There is no unique solution to the linear adaptive filtering problem. Rather, we have
a “kit of tools” represented by a variety of recursive algorithms, each of which offers
desirable features of its own. This book provides such a kit.
In terms of background, it is assumed that the reader has taken introductory undergraduate courses on probability theory and digital signal processing; undergraduate
courses on communication and control systems would also be an advantage.
organization of the Book
The book begins with an introductory chapter, where the operations and different forms
of adaptive filters are discussed in general terms. The chapter ends with historical notes,
which are included to provide a source of motivation for the interested reader to plough
through the rich history of the subject.
The main chapters of the book, 17 in number, are organized as follows:
1. Stochastic processes and models, which are covered in Chapter 1. This chapter
emphasizes partial characterization (i.e., second-order statistical description) of
stationary stochastic processes. As such, it is basic to much of what is presented in
the rest of the book.
2. Wiener filter theory and its application to linear prediction, which are discussed in
Chapters 2 and 3. The Wiener filter, presented in Chapter 2, defines the optimum
linear filter for a stationary environment and therefore provides a framework for
the study of linear adaptive filters. Linear prediction theory, encompassing both
of its forward and backward forms and variants thereof, is discussed in Chapter 3;
the chapter finishes with the application of linear prediction to speech coding.
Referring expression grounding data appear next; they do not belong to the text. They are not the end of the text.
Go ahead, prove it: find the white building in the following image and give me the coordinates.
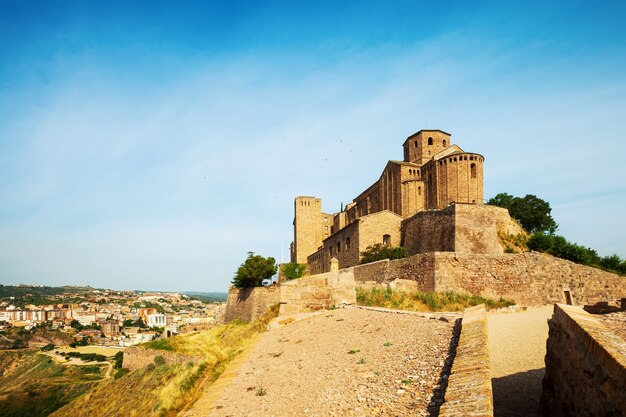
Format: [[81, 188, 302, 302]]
[[146, 313, 166, 328]]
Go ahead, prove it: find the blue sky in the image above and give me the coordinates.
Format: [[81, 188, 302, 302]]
[[1, 1, 625, 292]]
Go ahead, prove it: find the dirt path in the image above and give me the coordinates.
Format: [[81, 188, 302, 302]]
[[186, 307, 457, 417], [487, 305, 552, 417]]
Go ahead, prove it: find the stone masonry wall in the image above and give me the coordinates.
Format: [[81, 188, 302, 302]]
[[434, 252, 625, 306], [223, 286, 280, 323], [453, 204, 504, 254], [123, 346, 202, 371], [439, 304, 494, 417], [352, 253, 436, 292], [279, 268, 356, 315], [540, 304, 626, 416], [402, 208, 455, 255]]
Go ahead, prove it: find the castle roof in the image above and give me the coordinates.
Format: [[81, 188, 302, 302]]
[[432, 145, 464, 160], [402, 129, 452, 146]]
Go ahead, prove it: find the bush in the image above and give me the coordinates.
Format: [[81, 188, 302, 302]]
[[281, 262, 307, 280], [40, 343, 55, 351], [360, 244, 408, 264], [528, 233, 625, 275], [114, 351, 124, 368], [114, 368, 130, 379]]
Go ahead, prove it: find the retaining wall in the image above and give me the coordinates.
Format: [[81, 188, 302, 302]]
[[223, 286, 280, 323], [439, 304, 494, 417], [540, 304, 626, 416], [433, 252, 625, 306], [349, 251, 624, 306], [279, 268, 356, 315]]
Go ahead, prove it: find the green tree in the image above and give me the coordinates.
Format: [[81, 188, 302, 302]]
[[487, 193, 558, 234], [280, 262, 307, 280], [360, 244, 408, 264], [232, 252, 277, 288]]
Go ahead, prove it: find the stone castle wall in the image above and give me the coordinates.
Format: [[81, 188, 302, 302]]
[[223, 286, 280, 323], [540, 304, 626, 416], [433, 252, 625, 306], [352, 254, 437, 292], [279, 269, 356, 315], [401, 204, 513, 256]]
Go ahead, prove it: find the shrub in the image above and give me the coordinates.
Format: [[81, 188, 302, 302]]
[[360, 244, 408, 264], [281, 262, 307, 280]]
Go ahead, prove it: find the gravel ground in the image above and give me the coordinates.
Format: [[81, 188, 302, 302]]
[[487, 305, 552, 417], [204, 307, 457, 417], [595, 311, 626, 342]]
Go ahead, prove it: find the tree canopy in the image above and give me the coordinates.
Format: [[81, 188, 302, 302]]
[[360, 244, 408, 264], [232, 252, 277, 288], [280, 262, 307, 280], [487, 193, 558, 234]]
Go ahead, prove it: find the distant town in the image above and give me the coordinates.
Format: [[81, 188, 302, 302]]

3. Gradient-descent methods, which are covered in Chapters 4 and 5. Chapter 4 presents the fundamentals of an old optimization technique known as the method
of steepest descent, which is of a deterministic kind; this method provides the
framework for an iterative evaluation of the Wiener filter. In direct contrast,
the follow-up chapter, Chapter 5, presents the fundamentals of the method of
stochastic gradient descent, which is well-suited for dealing with nonstationary
matters; the applicability of this second method is illustrated by deriving the
least-mean-square (LMS) and gradient adaptive lattice (GAL) algorithms.4. Family of LMS algorithms, which occupies Chapters 6, 7, and 8:
• Chapter 6 begins with a discussion of different applications of the LMS algorithm, followed by a detailed account of the small step-size statistical theory.
This new theory, rooted in the Langevin equation of nonequilibrium thermodynamics, provides a fairly accurate assessment of the transient behavior of
the LMS algorithm; computer simulations are presented to justify the practical validity of the theory.
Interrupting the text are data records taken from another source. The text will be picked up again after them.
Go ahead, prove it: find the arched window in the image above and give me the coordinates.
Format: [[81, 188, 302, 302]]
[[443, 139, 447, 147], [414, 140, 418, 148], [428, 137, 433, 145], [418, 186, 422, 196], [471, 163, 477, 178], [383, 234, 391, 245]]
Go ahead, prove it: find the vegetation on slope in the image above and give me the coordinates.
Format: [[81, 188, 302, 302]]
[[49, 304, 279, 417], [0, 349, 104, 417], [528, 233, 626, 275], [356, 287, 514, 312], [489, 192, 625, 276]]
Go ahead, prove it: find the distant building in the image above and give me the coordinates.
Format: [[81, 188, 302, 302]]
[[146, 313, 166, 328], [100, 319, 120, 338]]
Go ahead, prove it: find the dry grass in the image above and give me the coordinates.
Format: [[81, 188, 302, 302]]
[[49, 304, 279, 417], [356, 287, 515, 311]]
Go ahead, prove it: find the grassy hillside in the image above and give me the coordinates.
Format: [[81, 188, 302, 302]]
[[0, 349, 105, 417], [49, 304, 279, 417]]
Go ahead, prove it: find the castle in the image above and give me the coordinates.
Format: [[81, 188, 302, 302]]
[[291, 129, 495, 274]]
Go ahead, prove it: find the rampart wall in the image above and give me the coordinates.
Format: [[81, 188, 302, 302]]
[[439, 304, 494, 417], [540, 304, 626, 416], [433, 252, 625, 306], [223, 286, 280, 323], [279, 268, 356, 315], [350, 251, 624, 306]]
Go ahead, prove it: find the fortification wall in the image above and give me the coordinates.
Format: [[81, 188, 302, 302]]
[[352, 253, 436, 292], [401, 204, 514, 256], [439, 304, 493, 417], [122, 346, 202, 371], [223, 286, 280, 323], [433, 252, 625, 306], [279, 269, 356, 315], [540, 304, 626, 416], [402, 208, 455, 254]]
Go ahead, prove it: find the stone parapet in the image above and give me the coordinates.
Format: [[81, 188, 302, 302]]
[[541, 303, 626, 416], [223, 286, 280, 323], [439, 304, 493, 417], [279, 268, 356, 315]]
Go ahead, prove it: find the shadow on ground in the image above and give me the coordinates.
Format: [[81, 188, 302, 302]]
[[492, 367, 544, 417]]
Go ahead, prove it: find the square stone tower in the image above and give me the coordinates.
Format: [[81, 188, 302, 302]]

• Chapters 7 and 8 expand on the traditional LMS algorithm by presenting
detailed treatments of the normalized LMS algorithm, affine projection
adaptive filtering algorithms, and frequency-domain and subband adaptive
LMS filtering algorithms. The affine projection algorithm may be viewed as
an intermediate between the LMS and recursive least-squares (RLS) algorithms; the latter algorithm is discussed next.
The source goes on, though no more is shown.